Inégalités et consommation alimentaire en France

EDITEUR :INRA
PAGES :66

RESUME

Cette étude s’intéresse à la question des plus grands risques de santé encourus par les populations défavorisées sous l’angle de sa composante nutritionnelle. Dans ce but, on se propose d’appréhender les inégalités de la consommation alimentaire par le biais des disparités sociales et intrafamiliales relevées au niveau des apports nutritionnels.

Les données individuelles de l’enquête INCA permettent de traduire la consommation alimentaire en termes d’apports nutritionnels et d’apprécier les conséquences éventuelles sur la santé des formes particulières d’alimentation des individus vivant dans des ménages défavorisés. Après une analyse descriptive des apports nutritionnels selon le revenu, on procède à une analyse multivariée de l’adéquation nutritionnelle des différents membres du ménage en plusieurs micronutriments.

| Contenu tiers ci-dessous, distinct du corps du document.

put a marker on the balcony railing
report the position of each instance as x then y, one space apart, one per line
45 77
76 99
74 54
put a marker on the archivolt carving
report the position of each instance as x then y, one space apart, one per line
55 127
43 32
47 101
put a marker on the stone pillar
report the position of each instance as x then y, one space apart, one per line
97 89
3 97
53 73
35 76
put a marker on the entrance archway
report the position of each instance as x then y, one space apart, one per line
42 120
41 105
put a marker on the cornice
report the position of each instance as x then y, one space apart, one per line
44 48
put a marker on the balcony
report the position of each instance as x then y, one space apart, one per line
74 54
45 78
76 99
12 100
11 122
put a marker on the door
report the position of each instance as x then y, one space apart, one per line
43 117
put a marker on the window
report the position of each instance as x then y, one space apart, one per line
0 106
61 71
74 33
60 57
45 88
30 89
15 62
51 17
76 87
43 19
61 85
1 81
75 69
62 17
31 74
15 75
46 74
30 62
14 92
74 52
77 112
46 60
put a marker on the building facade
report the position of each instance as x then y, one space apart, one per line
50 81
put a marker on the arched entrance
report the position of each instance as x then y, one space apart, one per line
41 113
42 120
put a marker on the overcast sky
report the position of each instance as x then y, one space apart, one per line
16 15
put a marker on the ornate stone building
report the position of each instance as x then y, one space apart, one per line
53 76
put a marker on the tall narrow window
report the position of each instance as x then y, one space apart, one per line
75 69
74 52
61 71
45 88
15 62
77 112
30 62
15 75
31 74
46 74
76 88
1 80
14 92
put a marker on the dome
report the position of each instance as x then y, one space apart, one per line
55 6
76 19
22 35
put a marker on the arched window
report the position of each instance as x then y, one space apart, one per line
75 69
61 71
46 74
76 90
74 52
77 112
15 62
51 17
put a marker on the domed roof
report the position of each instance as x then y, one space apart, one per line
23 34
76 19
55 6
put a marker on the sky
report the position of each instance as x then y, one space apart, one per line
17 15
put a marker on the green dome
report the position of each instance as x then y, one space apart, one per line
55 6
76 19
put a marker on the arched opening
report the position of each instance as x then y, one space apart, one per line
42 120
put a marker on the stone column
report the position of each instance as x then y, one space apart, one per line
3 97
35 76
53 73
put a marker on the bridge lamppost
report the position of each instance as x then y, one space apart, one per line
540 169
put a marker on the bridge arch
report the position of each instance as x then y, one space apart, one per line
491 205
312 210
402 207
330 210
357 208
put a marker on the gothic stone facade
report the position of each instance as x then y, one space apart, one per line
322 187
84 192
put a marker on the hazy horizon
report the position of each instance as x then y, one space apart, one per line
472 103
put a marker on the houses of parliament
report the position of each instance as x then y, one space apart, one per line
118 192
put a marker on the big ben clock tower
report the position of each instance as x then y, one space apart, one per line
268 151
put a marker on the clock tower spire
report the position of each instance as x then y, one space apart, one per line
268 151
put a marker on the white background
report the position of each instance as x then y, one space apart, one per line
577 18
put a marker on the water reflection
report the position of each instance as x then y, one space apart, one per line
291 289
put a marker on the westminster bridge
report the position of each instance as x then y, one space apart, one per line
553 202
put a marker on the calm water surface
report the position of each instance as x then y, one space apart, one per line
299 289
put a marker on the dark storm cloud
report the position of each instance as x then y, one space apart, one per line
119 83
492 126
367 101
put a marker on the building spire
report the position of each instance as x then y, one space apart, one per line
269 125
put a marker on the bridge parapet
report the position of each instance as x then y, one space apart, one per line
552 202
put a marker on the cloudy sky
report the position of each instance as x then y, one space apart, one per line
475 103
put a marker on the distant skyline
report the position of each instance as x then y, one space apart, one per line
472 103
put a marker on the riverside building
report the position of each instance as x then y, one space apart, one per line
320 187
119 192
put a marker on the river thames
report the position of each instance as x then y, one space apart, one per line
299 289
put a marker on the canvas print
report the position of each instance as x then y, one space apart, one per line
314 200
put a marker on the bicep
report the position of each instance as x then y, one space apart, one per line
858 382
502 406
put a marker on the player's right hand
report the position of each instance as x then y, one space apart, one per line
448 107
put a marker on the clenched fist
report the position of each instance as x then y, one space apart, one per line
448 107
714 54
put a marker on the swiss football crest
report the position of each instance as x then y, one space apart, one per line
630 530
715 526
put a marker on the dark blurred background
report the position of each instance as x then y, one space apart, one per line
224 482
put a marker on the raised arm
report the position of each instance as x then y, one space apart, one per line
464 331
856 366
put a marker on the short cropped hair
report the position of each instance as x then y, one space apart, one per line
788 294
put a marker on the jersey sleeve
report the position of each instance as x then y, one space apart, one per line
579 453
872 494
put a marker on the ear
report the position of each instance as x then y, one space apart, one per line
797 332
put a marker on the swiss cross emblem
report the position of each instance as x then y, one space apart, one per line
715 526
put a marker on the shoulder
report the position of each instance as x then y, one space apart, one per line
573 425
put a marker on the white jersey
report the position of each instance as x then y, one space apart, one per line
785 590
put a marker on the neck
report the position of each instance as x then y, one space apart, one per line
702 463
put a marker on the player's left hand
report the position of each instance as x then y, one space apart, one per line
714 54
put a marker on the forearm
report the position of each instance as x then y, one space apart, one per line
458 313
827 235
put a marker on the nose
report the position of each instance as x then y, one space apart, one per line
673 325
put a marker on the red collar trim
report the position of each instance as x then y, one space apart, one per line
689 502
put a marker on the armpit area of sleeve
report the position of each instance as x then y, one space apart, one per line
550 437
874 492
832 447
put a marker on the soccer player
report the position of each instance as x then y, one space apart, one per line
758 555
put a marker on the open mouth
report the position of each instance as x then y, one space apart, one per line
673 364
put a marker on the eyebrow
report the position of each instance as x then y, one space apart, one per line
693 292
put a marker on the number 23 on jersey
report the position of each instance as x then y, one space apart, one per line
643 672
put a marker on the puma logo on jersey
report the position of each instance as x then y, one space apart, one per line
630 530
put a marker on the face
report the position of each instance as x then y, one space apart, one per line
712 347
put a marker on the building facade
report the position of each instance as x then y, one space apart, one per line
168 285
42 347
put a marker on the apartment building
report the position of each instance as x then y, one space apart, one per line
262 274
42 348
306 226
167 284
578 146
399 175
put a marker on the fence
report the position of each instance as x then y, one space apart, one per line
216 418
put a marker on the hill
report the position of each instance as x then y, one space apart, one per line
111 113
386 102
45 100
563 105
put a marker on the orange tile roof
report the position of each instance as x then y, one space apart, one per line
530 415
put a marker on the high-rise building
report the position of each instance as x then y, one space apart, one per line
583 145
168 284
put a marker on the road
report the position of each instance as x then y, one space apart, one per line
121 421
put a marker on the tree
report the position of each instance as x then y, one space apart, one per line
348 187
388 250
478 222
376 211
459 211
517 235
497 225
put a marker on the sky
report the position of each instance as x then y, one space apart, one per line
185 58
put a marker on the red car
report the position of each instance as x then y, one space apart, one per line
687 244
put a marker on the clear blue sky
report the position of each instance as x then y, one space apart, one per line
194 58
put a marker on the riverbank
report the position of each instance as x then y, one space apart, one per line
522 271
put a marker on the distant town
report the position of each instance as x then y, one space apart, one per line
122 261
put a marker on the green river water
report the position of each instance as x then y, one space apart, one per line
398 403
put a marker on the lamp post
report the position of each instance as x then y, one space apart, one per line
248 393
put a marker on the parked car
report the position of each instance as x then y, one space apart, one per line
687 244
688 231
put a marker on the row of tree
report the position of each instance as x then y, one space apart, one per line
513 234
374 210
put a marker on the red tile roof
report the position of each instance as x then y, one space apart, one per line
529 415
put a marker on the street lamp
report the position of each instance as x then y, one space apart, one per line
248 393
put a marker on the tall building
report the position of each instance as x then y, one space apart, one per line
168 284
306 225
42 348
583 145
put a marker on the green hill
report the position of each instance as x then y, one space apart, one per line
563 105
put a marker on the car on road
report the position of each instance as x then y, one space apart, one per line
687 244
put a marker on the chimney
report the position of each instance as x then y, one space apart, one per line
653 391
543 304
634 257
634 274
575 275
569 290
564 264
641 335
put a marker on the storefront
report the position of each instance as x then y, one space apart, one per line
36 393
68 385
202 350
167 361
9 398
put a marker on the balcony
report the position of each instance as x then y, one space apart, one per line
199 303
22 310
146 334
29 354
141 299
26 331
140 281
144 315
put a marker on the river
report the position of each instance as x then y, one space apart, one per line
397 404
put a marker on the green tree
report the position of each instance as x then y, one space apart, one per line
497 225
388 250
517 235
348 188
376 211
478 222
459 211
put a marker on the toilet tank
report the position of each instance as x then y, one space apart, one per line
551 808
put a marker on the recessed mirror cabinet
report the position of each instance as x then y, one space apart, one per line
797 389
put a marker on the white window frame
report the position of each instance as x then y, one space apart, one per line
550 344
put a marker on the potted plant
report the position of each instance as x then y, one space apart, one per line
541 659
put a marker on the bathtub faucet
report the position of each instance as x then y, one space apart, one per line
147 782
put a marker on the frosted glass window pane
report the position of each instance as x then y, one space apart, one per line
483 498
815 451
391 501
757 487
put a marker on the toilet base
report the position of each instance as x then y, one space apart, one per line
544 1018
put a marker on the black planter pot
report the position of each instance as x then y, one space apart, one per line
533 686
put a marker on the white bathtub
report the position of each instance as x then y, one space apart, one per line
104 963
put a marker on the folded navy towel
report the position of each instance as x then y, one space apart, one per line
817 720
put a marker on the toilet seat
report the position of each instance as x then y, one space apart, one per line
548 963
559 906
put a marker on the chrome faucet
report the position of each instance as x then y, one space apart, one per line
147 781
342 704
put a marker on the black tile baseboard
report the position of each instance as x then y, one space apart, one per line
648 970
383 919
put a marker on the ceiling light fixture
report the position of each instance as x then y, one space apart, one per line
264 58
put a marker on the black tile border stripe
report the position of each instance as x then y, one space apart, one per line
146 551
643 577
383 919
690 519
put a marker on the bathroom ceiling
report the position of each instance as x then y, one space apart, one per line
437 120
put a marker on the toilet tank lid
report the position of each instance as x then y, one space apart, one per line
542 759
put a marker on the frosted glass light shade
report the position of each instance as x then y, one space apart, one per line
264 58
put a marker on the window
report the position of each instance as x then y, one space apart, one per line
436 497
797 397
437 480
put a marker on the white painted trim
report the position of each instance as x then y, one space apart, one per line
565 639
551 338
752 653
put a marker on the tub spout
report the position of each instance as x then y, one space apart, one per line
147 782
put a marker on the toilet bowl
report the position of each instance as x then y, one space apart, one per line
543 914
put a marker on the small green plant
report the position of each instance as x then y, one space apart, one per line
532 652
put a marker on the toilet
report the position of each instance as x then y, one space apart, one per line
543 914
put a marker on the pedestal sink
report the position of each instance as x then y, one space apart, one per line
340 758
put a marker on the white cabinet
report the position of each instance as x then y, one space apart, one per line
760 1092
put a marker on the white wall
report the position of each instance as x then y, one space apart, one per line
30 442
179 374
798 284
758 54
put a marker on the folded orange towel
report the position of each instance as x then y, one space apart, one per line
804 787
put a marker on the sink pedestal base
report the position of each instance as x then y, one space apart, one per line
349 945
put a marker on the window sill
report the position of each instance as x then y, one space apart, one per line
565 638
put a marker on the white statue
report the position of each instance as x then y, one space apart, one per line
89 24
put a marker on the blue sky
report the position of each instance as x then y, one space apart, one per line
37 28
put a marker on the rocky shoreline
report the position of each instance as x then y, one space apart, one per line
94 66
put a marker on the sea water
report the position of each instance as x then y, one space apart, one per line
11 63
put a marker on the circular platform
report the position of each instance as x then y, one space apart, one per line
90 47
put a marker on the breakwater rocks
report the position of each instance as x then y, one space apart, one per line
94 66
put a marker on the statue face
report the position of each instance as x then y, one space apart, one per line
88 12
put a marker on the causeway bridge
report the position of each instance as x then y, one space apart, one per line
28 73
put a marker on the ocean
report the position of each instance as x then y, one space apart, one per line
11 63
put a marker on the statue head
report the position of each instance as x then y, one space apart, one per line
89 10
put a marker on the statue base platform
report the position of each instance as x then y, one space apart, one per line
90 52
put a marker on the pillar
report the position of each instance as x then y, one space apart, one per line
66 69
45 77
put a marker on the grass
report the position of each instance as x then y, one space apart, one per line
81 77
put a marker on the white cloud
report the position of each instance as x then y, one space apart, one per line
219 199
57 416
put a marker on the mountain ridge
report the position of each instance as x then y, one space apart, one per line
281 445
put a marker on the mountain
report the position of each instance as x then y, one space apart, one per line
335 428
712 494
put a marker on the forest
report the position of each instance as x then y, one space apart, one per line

Après correction de multiples biais de séléction, les résultats montrent qu’on décèle un effet familial au niveau des apports caloriques (ménages de « gros ou petits mangeurs »). On ne peut inférer pour autant la qualité nutritionnelle (apports en fer, calcium, vitamine C) de l’alimentation d’un individu à partir de celle des autres membres du ménage. En effet les principaux déterminants de l’adéquation nutritionnelle se révèlent très différents pour l’homme et la femme au sein du même ménage. En particulier, le statut socio-économique (revenus, PCS) a une incidence sur l’alimentation des femmes et des enfants que l’on ne retrouve pas chez les hommes.